Victoria looked miserable. “I don’t see why we shouldn’t let it go on a little longer.…”
“No, no, darling, of course not,” said Irene. She looked at them wistfully. “It was terribly loyal and marvellous of you all.”
“It was terribly wrong of us all,” said Rachel, without a smile. “I don’t know what we’d have done in the end, Irene; I think we all expected that the police would inevitably find out, and we didn’t want to feel responsible for—for giving you up. Each of us had something to be grateful to you for; we were all so fond of you.…”
“Well, we just couldn’t give information against you,” said Judy, “that was all. We knew you were suffering; it wasn’t as if you were just going gaily on and showing no remorse or anything.…”

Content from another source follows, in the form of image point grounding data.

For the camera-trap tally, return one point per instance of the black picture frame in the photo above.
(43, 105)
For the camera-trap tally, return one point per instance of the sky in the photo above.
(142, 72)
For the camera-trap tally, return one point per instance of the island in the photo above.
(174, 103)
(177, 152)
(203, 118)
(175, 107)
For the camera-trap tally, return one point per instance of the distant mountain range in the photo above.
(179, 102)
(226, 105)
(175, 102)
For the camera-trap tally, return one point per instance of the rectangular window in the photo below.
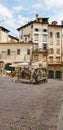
(36, 37)
(36, 29)
(58, 42)
(44, 30)
(31, 26)
(8, 52)
(51, 59)
(51, 34)
(57, 35)
(28, 51)
(35, 58)
(44, 46)
(36, 46)
(57, 59)
(18, 51)
(44, 37)
(58, 51)
(51, 41)
(51, 51)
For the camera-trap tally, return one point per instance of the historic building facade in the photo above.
(46, 38)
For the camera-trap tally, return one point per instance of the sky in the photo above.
(16, 13)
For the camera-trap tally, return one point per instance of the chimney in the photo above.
(36, 17)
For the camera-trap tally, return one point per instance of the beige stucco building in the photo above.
(38, 40)
(14, 52)
(5, 37)
(45, 37)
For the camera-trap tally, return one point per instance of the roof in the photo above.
(39, 20)
(4, 29)
(13, 37)
(56, 25)
(22, 43)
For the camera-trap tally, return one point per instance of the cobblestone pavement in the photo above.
(30, 107)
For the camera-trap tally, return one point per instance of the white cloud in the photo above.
(37, 6)
(4, 12)
(18, 8)
(22, 20)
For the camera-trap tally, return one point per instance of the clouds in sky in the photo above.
(18, 12)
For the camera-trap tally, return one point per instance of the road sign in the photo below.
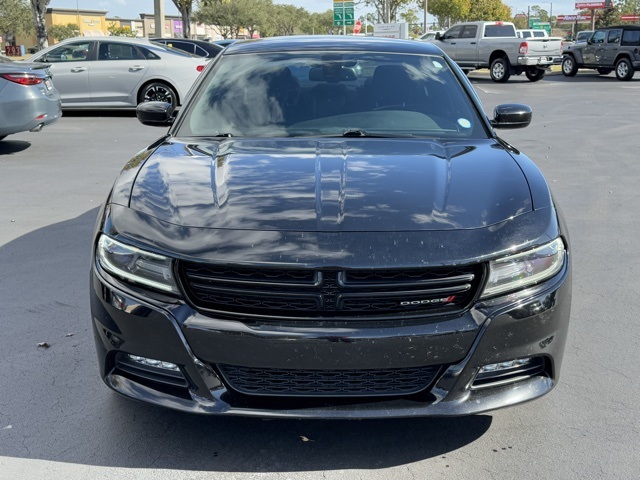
(343, 13)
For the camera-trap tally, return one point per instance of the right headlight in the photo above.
(526, 268)
(136, 265)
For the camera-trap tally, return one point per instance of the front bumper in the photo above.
(530, 324)
(539, 61)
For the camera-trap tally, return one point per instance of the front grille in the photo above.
(305, 293)
(328, 383)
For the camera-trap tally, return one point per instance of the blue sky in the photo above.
(132, 8)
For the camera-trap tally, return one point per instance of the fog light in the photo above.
(495, 374)
(494, 367)
(154, 363)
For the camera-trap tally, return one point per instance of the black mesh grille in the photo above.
(328, 383)
(307, 293)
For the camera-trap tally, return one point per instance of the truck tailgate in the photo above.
(546, 47)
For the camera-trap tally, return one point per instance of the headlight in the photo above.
(136, 265)
(524, 269)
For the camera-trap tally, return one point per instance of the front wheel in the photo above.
(158, 92)
(569, 66)
(624, 69)
(535, 74)
(500, 70)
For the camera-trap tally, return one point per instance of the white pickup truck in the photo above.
(494, 45)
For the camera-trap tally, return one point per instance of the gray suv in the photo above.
(608, 49)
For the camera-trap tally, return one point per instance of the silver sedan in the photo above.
(118, 72)
(28, 99)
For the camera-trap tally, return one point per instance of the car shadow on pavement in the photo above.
(9, 147)
(54, 407)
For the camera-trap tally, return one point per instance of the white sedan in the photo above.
(118, 72)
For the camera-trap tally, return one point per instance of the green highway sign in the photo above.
(343, 13)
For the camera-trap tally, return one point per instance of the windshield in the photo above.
(337, 94)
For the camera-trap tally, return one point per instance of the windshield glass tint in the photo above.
(321, 94)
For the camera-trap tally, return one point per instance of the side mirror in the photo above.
(512, 115)
(156, 114)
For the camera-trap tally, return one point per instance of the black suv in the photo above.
(608, 49)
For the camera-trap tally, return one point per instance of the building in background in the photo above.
(92, 23)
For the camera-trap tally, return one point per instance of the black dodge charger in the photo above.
(331, 228)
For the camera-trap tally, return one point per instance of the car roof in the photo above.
(110, 38)
(626, 27)
(332, 43)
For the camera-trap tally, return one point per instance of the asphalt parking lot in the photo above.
(58, 421)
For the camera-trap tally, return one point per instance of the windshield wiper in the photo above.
(357, 132)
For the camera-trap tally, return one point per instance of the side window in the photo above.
(201, 52)
(453, 32)
(614, 36)
(74, 52)
(631, 38)
(470, 31)
(117, 51)
(184, 46)
(599, 36)
(148, 54)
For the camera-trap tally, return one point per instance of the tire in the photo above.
(500, 70)
(624, 70)
(158, 92)
(569, 66)
(535, 74)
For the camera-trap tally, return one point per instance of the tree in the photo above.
(39, 8)
(537, 12)
(320, 23)
(15, 18)
(285, 19)
(185, 7)
(609, 16)
(409, 16)
(448, 12)
(488, 10)
(62, 32)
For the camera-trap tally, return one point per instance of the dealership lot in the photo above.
(57, 420)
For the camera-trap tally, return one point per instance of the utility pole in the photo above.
(425, 17)
(158, 17)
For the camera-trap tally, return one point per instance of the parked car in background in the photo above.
(532, 33)
(494, 45)
(201, 48)
(583, 36)
(28, 98)
(118, 72)
(614, 48)
(225, 42)
(312, 239)
(430, 35)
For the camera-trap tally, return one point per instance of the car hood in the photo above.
(330, 185)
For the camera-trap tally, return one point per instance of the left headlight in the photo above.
(135, 265)
(524, 269)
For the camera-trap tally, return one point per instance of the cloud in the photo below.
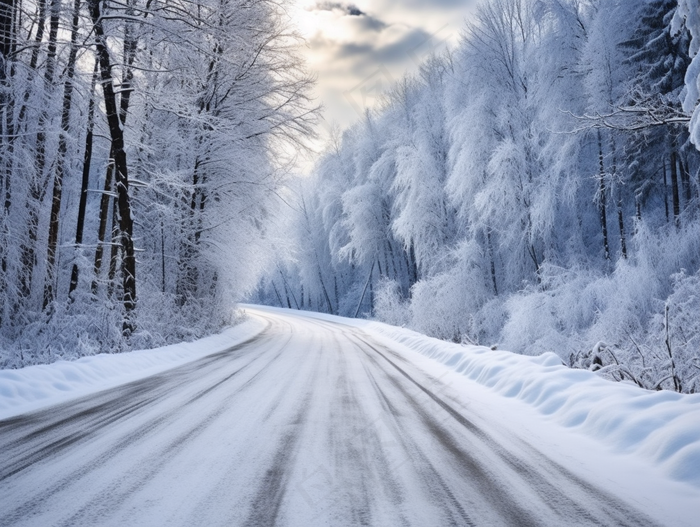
(348, 9)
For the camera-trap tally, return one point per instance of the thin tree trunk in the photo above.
(126, 225)
(674, 187)
(104, 219)
(685, 180)
(54, 222)
(489, 246)
(39, 183)
(87, 159)
(665, 190)
(602, 199)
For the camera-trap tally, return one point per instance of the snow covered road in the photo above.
(308, 423)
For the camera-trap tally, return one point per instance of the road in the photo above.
(308, 423)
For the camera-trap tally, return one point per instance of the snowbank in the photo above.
(663, 427)
(33, 387)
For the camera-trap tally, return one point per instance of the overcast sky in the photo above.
(358, 49)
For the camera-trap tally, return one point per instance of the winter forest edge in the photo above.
(535, 189)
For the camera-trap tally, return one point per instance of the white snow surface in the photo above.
(34, 387)
(661, 429)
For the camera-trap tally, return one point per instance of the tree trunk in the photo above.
(674, 188)
(49, 289)
(104, 218)
(39, 182)
(602, 191)
(126, 226)
(87, 159)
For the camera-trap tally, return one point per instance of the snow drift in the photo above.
(663, 426)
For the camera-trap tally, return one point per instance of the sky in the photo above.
(357, 50)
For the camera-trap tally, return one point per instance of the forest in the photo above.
(142, 147)
(535, 189)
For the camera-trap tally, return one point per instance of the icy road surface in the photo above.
(308, 423)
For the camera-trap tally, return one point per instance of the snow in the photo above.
(637, 445)
(660, 428)
(27, 389)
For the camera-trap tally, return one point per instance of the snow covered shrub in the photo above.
(444, 305)
(675, 335)
(389, 306)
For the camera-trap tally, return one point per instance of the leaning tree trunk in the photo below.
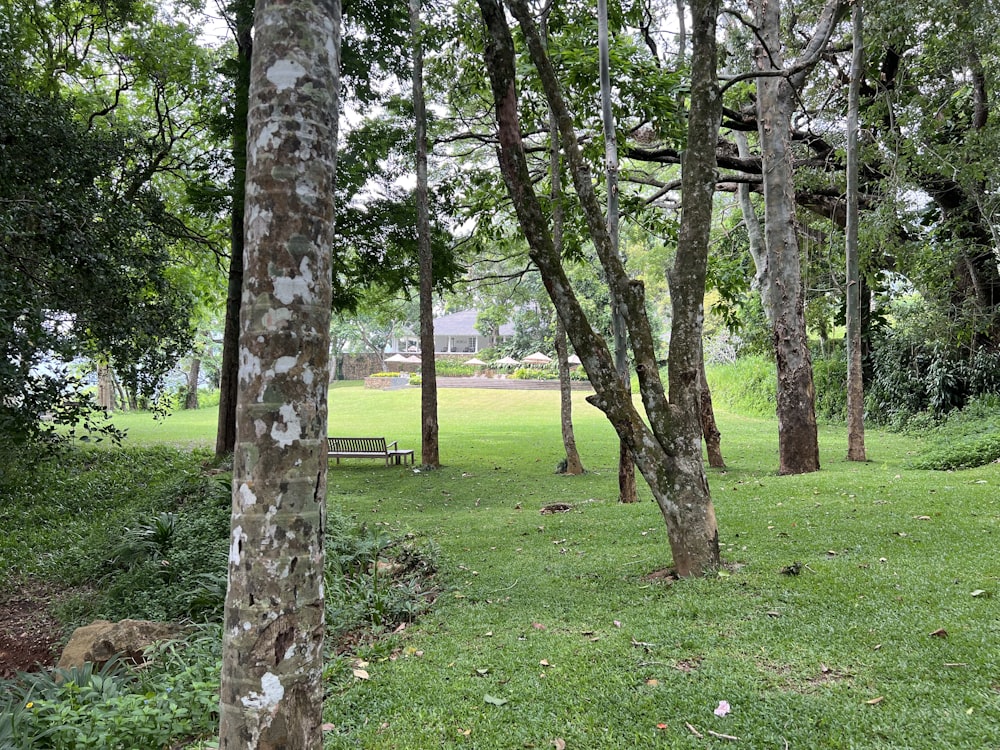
(574, 465)
(430, 456)
(667, 447)
(105, 386)
(272, 690)
(194, 374)
(798, 442)
(225, 436)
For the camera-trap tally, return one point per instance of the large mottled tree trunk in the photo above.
(271, 690)
(667, 448)
(798, 442)
(855, 385)
(225, 436)
(430, 456)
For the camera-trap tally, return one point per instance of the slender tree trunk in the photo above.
(105, 387)
(709, 428)
(430, 456)
(667, 447)
(271, 691)
(855, 384)
(627, 491)
(225, 438)
(798, 443)
(194, 375)
(573, 463)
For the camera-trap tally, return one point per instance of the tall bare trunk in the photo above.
(225, 436)
(194, 375)
(709, 428)
(430, 456)
(627, 491)
(798, 442)
(855, 385)
(573, 463)
(271, 691)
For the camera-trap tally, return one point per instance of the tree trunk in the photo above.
(225, 437)
(627, 491)
(105, 387)
(709, 429)
(430, 457)
(271, 691)
(667, 448)
(855, 385)
(191, 396)
(798, 442)
(573, 463)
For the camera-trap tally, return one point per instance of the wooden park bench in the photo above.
(366, 448)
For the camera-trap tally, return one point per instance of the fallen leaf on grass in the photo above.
(723, 736)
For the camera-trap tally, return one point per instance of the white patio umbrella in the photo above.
(537, 359)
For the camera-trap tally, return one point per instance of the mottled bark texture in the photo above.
(430, 453)
(271, 692)
(667, 449)
(798, 443)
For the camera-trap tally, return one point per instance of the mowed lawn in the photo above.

“I’ve never been through such hell in all my life,” said Irene, looking up into their eyes, twisting her little hands. “The letters were the last straw; knowing that they were true, having you all so good to me; when I went to bed after the party at Gregory’s, I felt I just couldn’t go on. Gregory had given me a box full of sleeping powders and it seemed the best and happiest and easiest way out; I sat up in bed and tipped the powder all into the glass and drank it down; I hardly thought at all. Then, just as I was fading off to sleep, I realized dimly that I hadn’t left any sort of message to say what I was doing. We’d been living in such a world of poison and suspicions and dreadfulness that it came to me that perhaps nobody would realize I’d done it myself and that one of you might be suspected. I was getting drowsier and drowsier and I couldn’t drag myself out of bed to write a note, but with a last sort of dying effort I took the edge of my sheet and wiped round the outside of the glass, and then I gripped it hard with my hand to show that my fingers only had touched it. That was the last thing I remember before I woke up in hospital. I couldn’t understand what had happened, but when I realized that I’d been saved, I had the sense to close my eyes and think things over before I said anything.”
“Naturally you couldn’t have admitted that you’d tried to commit suicide, or the police would have begun to realize why you’d done it?”